They create the premise for the questions. So while we in the reality based community know Democrats have far more sane ideas for fighting terrorism, we still see Democrats largely appearing with pundits to defend their record on terrorism.
In a trial, the accused is either guilty or "not guilty" - generally the best you can do is avoid conviction, but there will always be a bunch of people in the gallery, not to mention several jurors and possibly the judge himself who thought you were guilty.
Democrats are always defending themselves from accusations of tax-raising (As if that were a crime), being soft on terror, crime, drugs and having zany ideas on guns or women's rights or helping the poor.
It isn't so much that any individual talking point that convinces anyone, but the cumulative effect of the environment they create. One where true liberals are afraid to speak out against the death penalty, or for gay-marriage, or proudly being members of the ACLU or for legalizing marijuana and a host of liberal issues where we're on the defensive.
In their world, Nancy Pelosi is part of the "extreme liberal wing" of the "Democrat Party" - if she's extreme they've obviously never met people who reject using deodourant and abstain from ever using money or want major industries nationalized. There are left-wing radicals out there, and none of them are in the elected portion of the national Democratic Party that I know of.
I can think of a few examples where the punditocracy altered events:
- Dean's scream and his sudden loss of credibility as a "serious" candidate. The pundits could have laughed at that once, or they could have talked endlessly about it and how it would make dean a joke. Guess which they chose?
- the portrayal of Gore as a liar/serial exaggerator. Any pundit would know that Gore actually did have a substantial role in creating the internet. Anyone smart enough to put on a suit and talk on TV could read what Gore said and realize he wasn't claiming to have personally invented TCP/IP or Ethernet or something. Yet this myth of Gore as deceptive pervaded.

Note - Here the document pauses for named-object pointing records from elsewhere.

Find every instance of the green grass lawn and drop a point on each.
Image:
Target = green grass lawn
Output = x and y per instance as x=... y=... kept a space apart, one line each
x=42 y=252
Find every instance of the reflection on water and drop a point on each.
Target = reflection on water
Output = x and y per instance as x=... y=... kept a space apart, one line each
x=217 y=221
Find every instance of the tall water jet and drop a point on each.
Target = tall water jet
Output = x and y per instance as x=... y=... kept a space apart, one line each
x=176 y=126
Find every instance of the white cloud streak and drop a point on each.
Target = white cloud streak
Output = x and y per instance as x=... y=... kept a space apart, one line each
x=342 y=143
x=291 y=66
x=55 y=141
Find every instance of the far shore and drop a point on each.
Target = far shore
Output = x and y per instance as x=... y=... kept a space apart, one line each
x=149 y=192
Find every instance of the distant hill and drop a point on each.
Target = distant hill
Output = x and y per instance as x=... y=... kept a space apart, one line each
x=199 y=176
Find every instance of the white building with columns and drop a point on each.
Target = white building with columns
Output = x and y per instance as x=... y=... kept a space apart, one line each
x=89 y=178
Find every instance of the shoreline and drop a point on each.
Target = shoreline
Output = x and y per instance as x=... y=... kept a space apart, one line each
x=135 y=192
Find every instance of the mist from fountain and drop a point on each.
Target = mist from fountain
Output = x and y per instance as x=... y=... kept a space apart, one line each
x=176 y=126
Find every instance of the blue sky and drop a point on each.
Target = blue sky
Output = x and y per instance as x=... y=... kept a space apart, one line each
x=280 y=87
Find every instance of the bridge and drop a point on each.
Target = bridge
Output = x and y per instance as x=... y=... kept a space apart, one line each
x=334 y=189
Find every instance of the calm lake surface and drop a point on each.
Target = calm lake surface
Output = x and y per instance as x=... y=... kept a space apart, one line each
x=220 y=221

- the equivalency myth. Anyone paying attention knows that the Republicans have all the serious corruption problems, especially all the systemic ones - particularly Abramoff's racket. Yet pundits feel obliged to point out Jefferson (D-LA) as some proof of Democratic equivalency in corruption. They ignore that he's one guy, and that Pelosi stripped him of his ways-and-means seat, while Republicans have closed ranks around every single one of their corrupt officials until they actually confess or get convicted.
There's a bit of a chicken-and-egg problem in that it's hard to tell when the pundits create these memes and when they just reflect them. I think that either way, even when they're just echoing nonsense they heard somewhere else, they're prolonging it and giving it self-referential credibility.
Watch, and wait for post-election analysese about how many seats Democrats didn't win because of Kerry's joke or because Pelosi is "too liberal" or some shit. Watch for them to repeat the new republican spin about how 6 year elections are always bad for the Presidential party and losing 30 in the house, 6 in the senate is just par-for-the-course and not a rejection of republicans or Bush.
No, I hold you in the same esteem I do Greenwald, but I'm with him on this one.